Как, как человек способен так заблуждаться? Никогда раньше я не считал себя наивным или таким уж добродетельным. И все же, к большому моему прискорбию, я осознал, что где-то в глубине души меня томило стремление лелеять и пестовать идеальную женскую красоту, беречь, как хрупкую фарфоровую чашечку. И вот за эту нелепость я теперь расплачиваюсь болью жестокого и унизительного разочарования.

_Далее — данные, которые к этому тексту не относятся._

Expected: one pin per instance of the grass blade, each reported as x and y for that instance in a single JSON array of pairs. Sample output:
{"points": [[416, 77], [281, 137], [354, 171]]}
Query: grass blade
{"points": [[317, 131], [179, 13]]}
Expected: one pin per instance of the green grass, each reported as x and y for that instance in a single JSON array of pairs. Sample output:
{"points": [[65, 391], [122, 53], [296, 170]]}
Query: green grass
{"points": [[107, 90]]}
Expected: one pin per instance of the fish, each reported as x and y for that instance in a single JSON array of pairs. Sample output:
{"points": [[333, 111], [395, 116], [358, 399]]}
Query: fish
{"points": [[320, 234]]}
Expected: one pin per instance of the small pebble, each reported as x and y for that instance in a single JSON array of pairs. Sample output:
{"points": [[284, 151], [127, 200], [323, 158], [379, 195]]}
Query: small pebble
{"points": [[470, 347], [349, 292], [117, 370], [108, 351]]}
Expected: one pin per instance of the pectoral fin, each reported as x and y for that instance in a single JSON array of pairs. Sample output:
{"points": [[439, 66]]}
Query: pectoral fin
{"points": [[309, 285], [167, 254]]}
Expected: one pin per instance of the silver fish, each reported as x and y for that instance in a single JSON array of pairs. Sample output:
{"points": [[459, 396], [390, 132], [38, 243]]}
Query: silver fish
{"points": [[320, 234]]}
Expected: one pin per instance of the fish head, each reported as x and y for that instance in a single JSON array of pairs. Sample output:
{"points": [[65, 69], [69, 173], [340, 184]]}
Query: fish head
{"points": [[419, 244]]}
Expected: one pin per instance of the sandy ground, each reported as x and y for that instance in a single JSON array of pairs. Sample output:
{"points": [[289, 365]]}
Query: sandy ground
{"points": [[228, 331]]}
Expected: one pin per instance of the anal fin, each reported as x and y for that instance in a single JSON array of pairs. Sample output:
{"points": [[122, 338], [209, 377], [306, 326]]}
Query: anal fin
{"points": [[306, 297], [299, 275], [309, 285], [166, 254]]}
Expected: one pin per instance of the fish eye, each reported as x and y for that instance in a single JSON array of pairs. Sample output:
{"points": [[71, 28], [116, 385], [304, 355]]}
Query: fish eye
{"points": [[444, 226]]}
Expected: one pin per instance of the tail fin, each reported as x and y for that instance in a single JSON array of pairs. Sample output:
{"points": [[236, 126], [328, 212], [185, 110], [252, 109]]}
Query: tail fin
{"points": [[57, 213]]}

Твой приятель Том Бренд назвал меня «Мальволио в респектабельном костюме», и боюсь, он не ошибся.

Не осмеливаюсь даже подумать, чему я подвергал мою бедную Рут. И как я вынудил ее уехать – и я не знаю куда. Она была само терпение. Такой стоицизм! Она могла отомстить, взяв любое число любовников, – и не сделала этого. Наоборот, она посвятила свои одинокие часы благотворительности, заслужив хвалы и общую любовь. Мне следовало бы лелеять ее добродетель, а не раскрашенной подделки, которую предпочел. Меня гнетет, уничтожает мысль о том, на что я обрекал женщину, которую люблю и которой больше не заслуживаю. У Рут горячая кровь, она полна страсти, а я – холодная рептилия и мне следует спать под колодой, и никак не в супружеской постели. Верь я, что есть хоть малейший шанс склеить то, что я разбил вдребезги, как бы я за него уцепился! Но что, что я могу предложить ей? Я пустая оболочка, все, что было внутри, съедено. И это не подарок кому бы то ни было, и уж никак не жене. Мне следует тихонько ускользнуть через заднюю дверь.

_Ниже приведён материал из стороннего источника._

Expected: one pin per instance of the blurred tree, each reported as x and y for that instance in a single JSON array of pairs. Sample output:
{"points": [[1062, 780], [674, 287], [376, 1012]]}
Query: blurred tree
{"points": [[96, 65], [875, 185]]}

Через несколько недель я оставлю этот пост. Мой преемник уже здесь. Куда меня пошлют теперь, еще не решено. Если на Галапагосских островах есть консульство, возможно, я попрошусь туда: насколько мне известно, рептилии там в почете. Рут, полагаю, вернется в Лондон.

В любом случае мне следует пройти у тебя курс переквалификации назад в холостяки. Мне положен отпуск, и, может быть, я нагряну к тебе в Вашингтон.

Всегда

Твой,

Пирс.

Авенида де Сервантес 93 Мадрид 10 июля

Милая Джейнис!

Мне надо решить, что такое для меня чувство юмора – прибежище или спасение. Осталось три дня из моих Ста Дней, и внезапно я победила… и проиграла. Со сдобной булочкой я покончила, однако, когда я оборачиваюсь, чтобы отпраздновать победу, то обнаруживаю, что Пирс обратился в бегство в противоположном направлении. И я стою на поле брани в полном одиночестве. Так плакать мне или смеяться?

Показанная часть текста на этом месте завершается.